The organizational chart of CFEL includes several departments and junior research groups provided by the partner organizations DESY, University of Hamburg, and Max Planck Society. DESY is in charge of two experimental and one theory division plus one junior research group. The Max Planck Society and the University of Hamburg jointly support two experimental divisions with three junior research groups. In addition, both institutions operate Advanced Study Groups with two and three junior groups, respectively. Each of the CFEL partner organizations promotes the research and development of high-performance radiation/X-ray detectors. The City of Hamburg is building the CFEL Office and Laboratory Complex.
Advised by a Foundation Committee, CFEL was able to attract and appoint leading scientists from all over the world in a highly competitive environment, such that all five divisions and many junior research groups have become fully operational within only three years. CFEL scientists contribute to highest-level teaching and training of students at the University of Hamburg within a DFG-funded Research Training Group and an International Max Planck Research School.

2003 The beginnings of CFEL

In December 2003, after the decision by the German Federal Government to realize the X-ray FEL proposed by DESY as a European project, DESY submitted the vision of a Center for Free-Electron Laser Science (CFEL) for strategic evaluation by the Helmholtz Association of National Research Centers (HGF). In October 2004 the Helmholtz Senate strongly recommended to strengthen DESY’s photon science in-house research through CFEL. This should serve as an anchor point for the preparation of the scientific programs at the Vacuum Ultraviolet Free-Electron Laser (VUV- FEL) and the planned European XFEL Laboratory.
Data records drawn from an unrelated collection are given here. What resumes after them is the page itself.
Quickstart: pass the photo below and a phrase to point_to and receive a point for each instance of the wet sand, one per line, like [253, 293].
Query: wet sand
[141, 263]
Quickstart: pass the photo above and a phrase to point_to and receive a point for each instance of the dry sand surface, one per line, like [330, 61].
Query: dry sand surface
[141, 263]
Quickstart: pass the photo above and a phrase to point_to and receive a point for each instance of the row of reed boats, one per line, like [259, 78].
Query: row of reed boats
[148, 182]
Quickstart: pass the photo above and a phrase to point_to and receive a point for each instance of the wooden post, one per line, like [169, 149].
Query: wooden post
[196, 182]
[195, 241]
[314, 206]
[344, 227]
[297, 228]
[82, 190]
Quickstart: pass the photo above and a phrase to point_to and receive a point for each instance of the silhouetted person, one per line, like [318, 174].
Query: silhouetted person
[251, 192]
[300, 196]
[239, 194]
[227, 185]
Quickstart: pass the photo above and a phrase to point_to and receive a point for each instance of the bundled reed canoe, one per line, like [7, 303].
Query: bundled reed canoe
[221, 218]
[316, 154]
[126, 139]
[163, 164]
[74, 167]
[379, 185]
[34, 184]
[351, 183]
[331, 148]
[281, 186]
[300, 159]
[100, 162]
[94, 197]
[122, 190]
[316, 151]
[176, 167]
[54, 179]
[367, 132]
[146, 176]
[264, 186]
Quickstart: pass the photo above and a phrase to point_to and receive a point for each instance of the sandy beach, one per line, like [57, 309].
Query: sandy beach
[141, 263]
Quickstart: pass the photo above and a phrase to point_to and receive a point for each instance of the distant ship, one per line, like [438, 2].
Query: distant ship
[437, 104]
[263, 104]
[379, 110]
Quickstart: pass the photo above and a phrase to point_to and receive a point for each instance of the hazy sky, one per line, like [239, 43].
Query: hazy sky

At the same time, based on a memorandum to exploit the new challenges posed by XFELs in 2003, the “Perspective Commission” of the Max Planck Society (MPG) recommended entering this innovative field of science in May 2004. Supported by the President’s “Innovation Fond” since 2005, scientists from several Max Planck Institutes have performed pioneering experiments at FELs. Further deliberations led to a recommendation by both the Chemical, Physical and Technical Section as well as the Biological and Medical Sections of the MPG. They advised to establish an interdisciplinary “Max Planck Research Group” together with the University of Hamburg at DESY, including an “Advanced Study Group”.